Ob in der Endauswertung in zwei bis drei Wochen der Impfstoff aus Tübingen über die nötigen 50 Prozent oder gar 80 Prozent kommt, ist fraglich. Zwar liegt bei Grippe-Impfstoffen die Wirksamkeit laut Zeeb auch nur zwischen 20 und 30 Prozent – und sie bieten dennoch effektiven Schutz –, bei einem Serum gegen Corona wird aber ein höherer Erfolg erwartet. Die Diskussion um das Serum von Astra-Zeneca mit 80-prozentigem Schutz hat gezeigt, dass eine deutlich niedrigere Wirksamkeit zur Ablehnung des Impfstoffs in der Bevölkerung führt. Wenn es Top-Produkte gibt, warum soll sich jemand mit viel weniger zufrieden geben?

Vielleicht ist aber ja der Folgeimpfstoff erfolgreicher: Curevac arbeitet bereits seit längerem mit dem britischen Pharmaunternehmen Glaxosmithkline an einer zweiten Generation. Diese soll besser vor Virusvarianten schützen, sich bei höheren Temperaturen aufbewahren und transportieren lassen und ab Herbst in klinischen Studien getestet werden. Die vorklinischen Ergebnisse seien vielversprechend, hieß es.

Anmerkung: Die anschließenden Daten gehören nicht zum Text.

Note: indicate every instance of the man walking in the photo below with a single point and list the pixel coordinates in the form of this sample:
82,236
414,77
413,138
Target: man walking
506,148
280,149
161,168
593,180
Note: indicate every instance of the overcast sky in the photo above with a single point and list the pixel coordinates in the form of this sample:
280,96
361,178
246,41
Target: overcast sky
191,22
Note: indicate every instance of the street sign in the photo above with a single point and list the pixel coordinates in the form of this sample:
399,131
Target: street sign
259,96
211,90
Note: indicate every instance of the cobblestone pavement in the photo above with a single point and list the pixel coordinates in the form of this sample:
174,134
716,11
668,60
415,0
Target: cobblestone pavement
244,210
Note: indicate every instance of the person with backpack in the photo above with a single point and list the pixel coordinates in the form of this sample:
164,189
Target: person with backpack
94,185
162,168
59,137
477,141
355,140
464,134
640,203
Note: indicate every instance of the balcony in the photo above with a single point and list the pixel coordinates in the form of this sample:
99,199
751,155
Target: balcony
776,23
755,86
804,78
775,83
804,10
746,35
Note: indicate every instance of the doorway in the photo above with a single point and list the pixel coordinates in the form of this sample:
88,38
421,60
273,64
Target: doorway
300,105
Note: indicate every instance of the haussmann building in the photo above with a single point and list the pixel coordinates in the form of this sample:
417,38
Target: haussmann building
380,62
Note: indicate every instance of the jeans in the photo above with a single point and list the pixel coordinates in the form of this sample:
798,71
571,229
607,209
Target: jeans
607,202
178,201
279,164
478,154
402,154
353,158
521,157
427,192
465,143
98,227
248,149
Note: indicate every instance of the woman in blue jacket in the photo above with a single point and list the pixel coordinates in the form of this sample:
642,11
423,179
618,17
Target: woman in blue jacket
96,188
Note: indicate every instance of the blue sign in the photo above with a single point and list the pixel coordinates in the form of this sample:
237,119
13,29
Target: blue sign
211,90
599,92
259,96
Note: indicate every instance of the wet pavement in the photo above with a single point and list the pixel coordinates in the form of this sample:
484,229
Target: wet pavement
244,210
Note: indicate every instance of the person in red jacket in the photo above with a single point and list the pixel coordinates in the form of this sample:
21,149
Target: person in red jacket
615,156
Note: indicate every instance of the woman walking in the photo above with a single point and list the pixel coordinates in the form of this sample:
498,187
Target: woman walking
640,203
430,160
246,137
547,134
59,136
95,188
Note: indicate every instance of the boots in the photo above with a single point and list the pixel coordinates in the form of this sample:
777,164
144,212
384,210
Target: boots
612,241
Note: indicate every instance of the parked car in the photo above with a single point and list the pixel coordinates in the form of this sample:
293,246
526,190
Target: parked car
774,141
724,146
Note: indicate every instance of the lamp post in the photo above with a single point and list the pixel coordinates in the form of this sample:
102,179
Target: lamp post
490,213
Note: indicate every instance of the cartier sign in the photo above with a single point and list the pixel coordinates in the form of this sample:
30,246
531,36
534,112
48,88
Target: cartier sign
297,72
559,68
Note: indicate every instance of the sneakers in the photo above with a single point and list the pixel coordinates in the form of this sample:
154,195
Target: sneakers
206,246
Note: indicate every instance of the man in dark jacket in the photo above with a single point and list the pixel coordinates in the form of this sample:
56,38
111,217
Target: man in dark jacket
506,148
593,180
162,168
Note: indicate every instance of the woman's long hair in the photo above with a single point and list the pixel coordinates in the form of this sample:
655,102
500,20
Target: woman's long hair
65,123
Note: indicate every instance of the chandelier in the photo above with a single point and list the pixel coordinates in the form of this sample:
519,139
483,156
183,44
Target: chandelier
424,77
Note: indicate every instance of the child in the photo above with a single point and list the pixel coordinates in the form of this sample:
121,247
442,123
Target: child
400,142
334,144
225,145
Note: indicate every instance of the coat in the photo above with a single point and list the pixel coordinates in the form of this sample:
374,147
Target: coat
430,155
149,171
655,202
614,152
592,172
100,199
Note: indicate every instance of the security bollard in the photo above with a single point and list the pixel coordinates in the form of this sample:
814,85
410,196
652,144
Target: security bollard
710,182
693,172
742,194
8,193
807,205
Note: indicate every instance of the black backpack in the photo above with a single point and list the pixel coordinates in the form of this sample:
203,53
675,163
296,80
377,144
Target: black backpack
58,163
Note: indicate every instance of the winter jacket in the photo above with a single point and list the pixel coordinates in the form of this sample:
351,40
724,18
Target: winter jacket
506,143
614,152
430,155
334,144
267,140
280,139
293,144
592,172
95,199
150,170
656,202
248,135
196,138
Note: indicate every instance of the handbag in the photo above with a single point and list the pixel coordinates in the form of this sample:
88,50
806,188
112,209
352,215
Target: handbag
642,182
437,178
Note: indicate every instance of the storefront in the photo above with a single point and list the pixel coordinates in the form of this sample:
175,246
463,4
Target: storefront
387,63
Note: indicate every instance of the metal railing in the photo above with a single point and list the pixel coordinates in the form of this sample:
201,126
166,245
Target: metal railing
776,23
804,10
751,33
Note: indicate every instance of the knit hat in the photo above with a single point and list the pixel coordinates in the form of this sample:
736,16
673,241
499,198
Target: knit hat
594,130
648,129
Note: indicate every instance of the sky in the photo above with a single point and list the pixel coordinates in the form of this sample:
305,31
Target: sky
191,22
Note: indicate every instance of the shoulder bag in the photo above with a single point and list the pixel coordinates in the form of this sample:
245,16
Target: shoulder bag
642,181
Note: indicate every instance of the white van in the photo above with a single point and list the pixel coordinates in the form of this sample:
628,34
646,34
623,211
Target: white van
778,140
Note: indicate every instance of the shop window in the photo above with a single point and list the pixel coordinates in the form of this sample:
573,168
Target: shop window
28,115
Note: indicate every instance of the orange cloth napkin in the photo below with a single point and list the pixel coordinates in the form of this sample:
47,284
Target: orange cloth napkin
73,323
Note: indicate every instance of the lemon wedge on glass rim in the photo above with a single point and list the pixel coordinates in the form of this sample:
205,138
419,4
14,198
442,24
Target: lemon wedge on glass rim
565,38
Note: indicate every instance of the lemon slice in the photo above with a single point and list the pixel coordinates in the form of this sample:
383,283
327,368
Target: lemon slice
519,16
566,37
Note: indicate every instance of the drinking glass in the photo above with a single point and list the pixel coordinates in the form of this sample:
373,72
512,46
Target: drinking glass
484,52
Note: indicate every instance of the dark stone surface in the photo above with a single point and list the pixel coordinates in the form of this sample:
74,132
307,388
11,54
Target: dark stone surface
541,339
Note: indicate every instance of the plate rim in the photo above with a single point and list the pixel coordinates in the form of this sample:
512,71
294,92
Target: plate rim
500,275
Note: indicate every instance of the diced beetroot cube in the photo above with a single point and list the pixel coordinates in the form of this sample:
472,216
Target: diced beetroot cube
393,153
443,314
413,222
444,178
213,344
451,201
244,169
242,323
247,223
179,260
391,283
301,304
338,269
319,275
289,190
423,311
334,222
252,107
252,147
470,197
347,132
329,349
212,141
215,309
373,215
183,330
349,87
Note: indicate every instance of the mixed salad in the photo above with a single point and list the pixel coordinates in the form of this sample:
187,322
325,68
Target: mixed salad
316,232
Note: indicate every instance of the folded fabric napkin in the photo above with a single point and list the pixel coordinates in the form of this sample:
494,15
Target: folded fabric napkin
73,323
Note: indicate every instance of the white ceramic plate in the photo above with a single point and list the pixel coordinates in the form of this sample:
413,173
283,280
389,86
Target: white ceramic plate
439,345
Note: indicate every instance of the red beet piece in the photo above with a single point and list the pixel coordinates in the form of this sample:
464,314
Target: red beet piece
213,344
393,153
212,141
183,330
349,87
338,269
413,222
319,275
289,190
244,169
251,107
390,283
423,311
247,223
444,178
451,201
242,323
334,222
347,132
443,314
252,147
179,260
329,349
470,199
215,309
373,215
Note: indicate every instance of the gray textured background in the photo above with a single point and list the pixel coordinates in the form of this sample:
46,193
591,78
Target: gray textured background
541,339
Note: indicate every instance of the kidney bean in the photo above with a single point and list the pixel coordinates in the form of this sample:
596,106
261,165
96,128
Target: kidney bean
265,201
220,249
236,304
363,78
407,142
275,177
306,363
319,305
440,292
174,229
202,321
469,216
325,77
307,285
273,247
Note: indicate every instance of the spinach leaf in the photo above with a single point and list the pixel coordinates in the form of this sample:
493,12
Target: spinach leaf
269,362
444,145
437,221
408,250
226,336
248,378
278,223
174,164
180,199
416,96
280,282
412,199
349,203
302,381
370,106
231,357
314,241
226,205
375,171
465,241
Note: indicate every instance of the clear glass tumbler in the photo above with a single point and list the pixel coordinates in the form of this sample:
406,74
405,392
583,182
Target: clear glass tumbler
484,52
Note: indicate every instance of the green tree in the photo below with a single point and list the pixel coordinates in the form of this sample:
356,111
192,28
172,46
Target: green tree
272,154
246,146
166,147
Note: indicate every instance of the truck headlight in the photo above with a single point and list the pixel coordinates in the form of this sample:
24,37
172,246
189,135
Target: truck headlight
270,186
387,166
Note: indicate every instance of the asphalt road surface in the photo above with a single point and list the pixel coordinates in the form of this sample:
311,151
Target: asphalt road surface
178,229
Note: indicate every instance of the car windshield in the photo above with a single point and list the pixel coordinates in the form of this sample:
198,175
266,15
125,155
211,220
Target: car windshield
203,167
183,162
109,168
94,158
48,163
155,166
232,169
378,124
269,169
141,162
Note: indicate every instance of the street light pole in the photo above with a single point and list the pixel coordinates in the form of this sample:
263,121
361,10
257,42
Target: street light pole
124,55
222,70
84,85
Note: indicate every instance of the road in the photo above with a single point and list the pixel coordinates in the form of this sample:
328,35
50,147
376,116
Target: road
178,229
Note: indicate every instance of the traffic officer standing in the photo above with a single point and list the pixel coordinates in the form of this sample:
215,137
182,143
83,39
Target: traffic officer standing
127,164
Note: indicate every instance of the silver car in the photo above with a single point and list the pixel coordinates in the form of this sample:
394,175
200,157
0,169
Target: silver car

Regierung hält an Beteiligung fest

Für den Bund sind die Nachrichten von Curevac ebenfalls ein Rückschlag. Er war über die Staatsbank KfW im Juni 2020 mit 300 Millionen Euro eingestiegen. Da er sich an Kapitalerhöhungen nicht beteiligte, beträgt der Anteil noch 17 Prozent. Für das Bundeswirtschaftsministerium unter Führung von Peter Altmaier (CDU) steht die Beteiligung nicht in Frage. Die Bundesregierung verfolge weiter gesundheitspolitische Ziele. Ziel des Einstiegs sei es gewesen, mehr Impfstoffproduktion in Deutschland und Europa anzusiedeln. Zudem gehe es darum, die Forschung und das Know-how bei der mRNA-Technologie zu stärken. Sie biete etwa auch in der Krebsbekämpfung viele Möglichkeiten.